90_Sara Rad: The Allegory of Morality of Mankind in Occupying Spaces

90_Sara Rad: The Allegory of Morality of Mankind in Occupying Spaces

Sara Rad

I am an Iranian architect who study Advanced Architectural Design (AAD) at Columbia University. The project was the studio project under supervision of Jimenez Lai and Trudy Watt at this fall semester. The project is the allegory of representation of Manhattan (the extreme congestion) on North and South Brother Islands (two small islands in East River). The representation is based on the "Garden of Earthly Delight" by H. Bosch and for the final review was plotted and built as a trifold at the same proportion of the masterpiece.

The allegory of morality of mankind in occupying spaces; representation of New York City on North & South Brother Islands

One of the main aspects of the studio since the beginning was considering the power of representation and story telling as a tool to design and create. Either it is objective journalism, borrowing other artists’ style, or creating something provocative out of nothing, the representation style is a powerful tool in the hands of an architect to convey a message or a critique.

The masterpiece, “Garden of Earthly Delights” by H. Bosch, was always one of the main inspiration of the studio. And if one looks at these three panels long enough they start to tell a story. They can be read from left to right and each panel is essential to the meaning of the whole. The first panel depicts a scene from the paradise of the Garden of Eden commonly interpreted as the moment when God presents Eve to Adam. In the background birds are flying into the distance, there is also elephant, giraffe and other animals some of which are realistic, some fantastic. The second panel is where it starts to become more interesting. So many interactions and constructions start to infuse their way into the painting. The image depicts the expansive "garden" landscape which is teeming with male and female nudes, together with a variety of animals, plants and fruits. There is over-population, deadly sins and excessiveness.
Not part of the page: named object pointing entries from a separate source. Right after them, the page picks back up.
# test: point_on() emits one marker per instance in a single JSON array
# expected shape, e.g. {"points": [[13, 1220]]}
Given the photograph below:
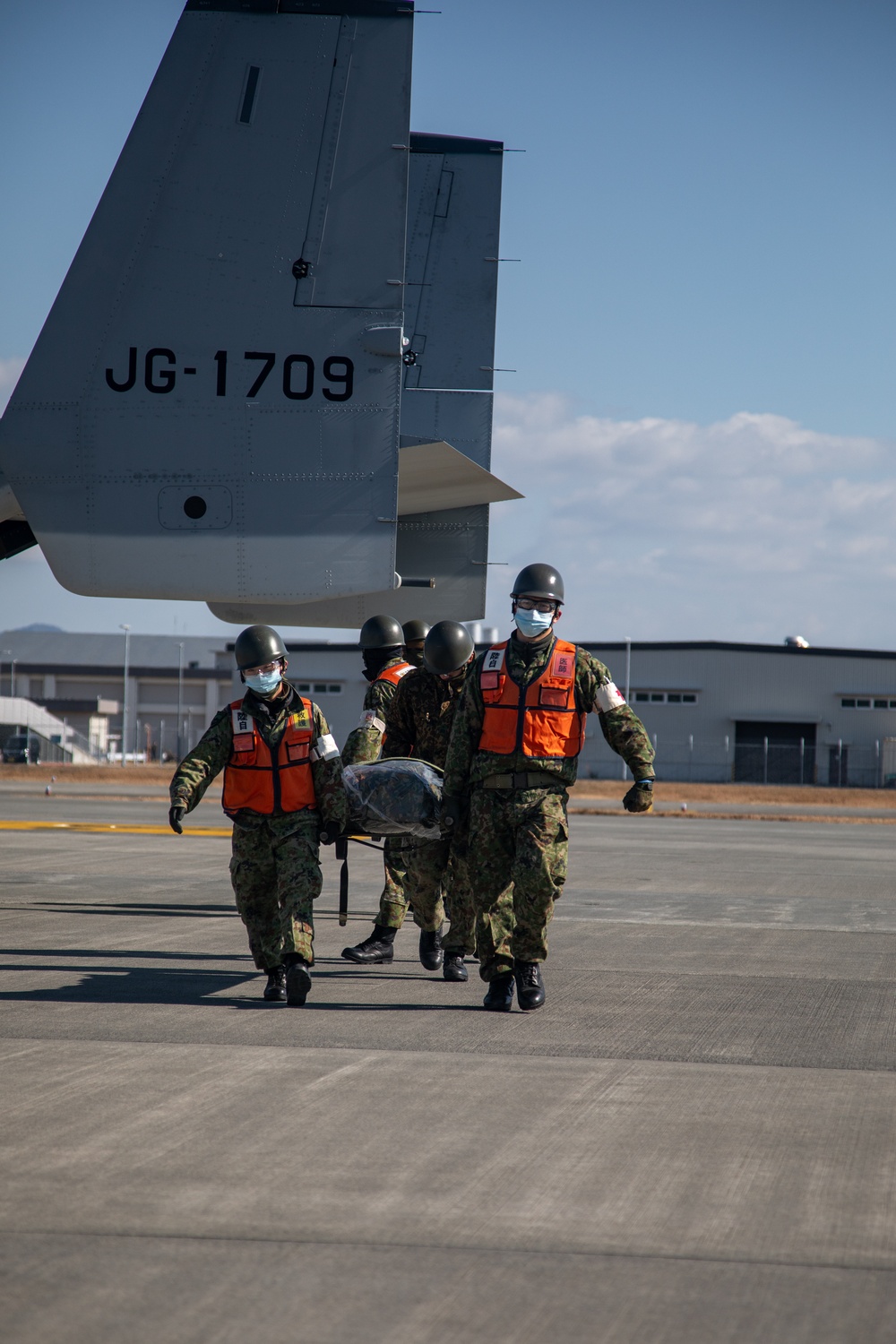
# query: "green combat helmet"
{"points": [[414, 634], [447, 648], [381, 632], [257, 645], [538, 581]]}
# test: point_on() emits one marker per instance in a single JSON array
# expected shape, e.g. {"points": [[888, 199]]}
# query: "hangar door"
{"points": [[774, 753]]}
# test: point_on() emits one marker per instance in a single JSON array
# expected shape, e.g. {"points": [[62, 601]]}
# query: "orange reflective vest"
{"points": [[540, 722], [395, 674], [257, 780]]}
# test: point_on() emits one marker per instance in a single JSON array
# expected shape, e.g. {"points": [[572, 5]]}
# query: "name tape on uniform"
{"points": [[324, 749], [607, 696], [370, 719], [244, 730]]}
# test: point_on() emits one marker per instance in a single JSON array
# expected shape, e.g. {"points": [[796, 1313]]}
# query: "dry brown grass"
{"points": [[665, 792], [151, 774]]}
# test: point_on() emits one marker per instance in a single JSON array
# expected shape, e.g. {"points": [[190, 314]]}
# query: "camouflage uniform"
{"points": [[519, 838], [274, 868], [362, 745], [418, 723]]}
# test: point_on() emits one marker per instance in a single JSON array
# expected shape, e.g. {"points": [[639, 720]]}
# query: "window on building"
{"points": [[664, 696]]}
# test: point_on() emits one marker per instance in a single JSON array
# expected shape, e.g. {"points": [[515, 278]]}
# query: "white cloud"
{"points": [[10, 370], [750, 529]]}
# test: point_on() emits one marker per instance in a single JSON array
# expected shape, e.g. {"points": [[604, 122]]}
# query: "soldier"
{"points": [[416, 633], [282, 781], [382, 642], [418, 723], [512, 754]]}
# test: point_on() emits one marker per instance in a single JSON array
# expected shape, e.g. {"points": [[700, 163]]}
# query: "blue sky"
{"points": [[704, 212]]}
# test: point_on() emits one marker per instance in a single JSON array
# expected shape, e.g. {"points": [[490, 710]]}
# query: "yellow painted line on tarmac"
{"points": [[110, 828]]}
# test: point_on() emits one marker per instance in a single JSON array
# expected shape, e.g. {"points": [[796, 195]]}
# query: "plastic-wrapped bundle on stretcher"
{"points": [[397, 797]]}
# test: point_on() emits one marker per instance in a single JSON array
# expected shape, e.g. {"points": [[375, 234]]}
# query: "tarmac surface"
{"points": [[692, 1142]]}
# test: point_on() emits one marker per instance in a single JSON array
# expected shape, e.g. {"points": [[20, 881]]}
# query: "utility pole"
{"points": [[625, 768], [124, 703], [180, 696]]}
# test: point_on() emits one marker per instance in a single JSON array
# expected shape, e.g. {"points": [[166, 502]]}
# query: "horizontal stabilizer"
{"points": [[435, 476]]}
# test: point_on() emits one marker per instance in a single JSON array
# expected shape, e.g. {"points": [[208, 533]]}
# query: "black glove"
{"points": [[452, 814], [640, 797]]}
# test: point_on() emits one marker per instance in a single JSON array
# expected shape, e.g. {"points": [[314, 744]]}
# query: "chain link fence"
{"points": [[699, 760]]}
This is the panel that Bosch called “Humankind before the Flood”. And the last panel, which is the darkest one, is the twisted, decayed and burnt landscape. A paradise that has been destroyed. The tone of this final panel strikes a harsh contrast to those preceding it. In a single, densely detailed scene, the viewer is made witness to cities on fire in the background; war, torture chambers, and demons in the mid-ground; and mutated animals feeding on human flesh in the foreground.

The project considers Manhattan as a courtyard building not as a city. Manhattan is an island and central park is a huge courtyard, the buildings and towers are extruded to their maximum limit around it. A building that houses the extreme congestion and density in itself. The project talks about the morality of people; the way people occupy lands and spaces. The way they define their habitats and their cities. The project tries to propose a possibility of creating a small self-contained city in an architecture by a massive accumulated building through extrusion of the lands of North and South Brother Islands. The project tries to imagine an extreme possible answer for this issue through exploring the idea of excessiveness and redundancy of construction which is already happening in Manhattan. The project is a triptych as well; the first panel illustrates lower levels; the business district; where people interact with each other, commute to outside world, do business, gather together, work, study, and live. The scene is heavenly pleasant. As we go up the spaces become more luxurious and extravagant. There is an enormous mansion with an endless pool on the roof which privately owns by an individual. The second panel shows the whole project in an expansive view; a section through the entire city with the projection of plans on the ground level and roof top. The second panel is where the population and construction reach to their extreme density. The third panel is the depiction of hell. People are half naked, they go to violent performances. There are also torture chambers and animals eating human bodies.

It is pretty obvious that we are no longer living in the first world of mysterious Eden. We are in the second panel where twentieth-century art historians called “moral warning of mankind”. The question is, is the third panel going to be the future of human being?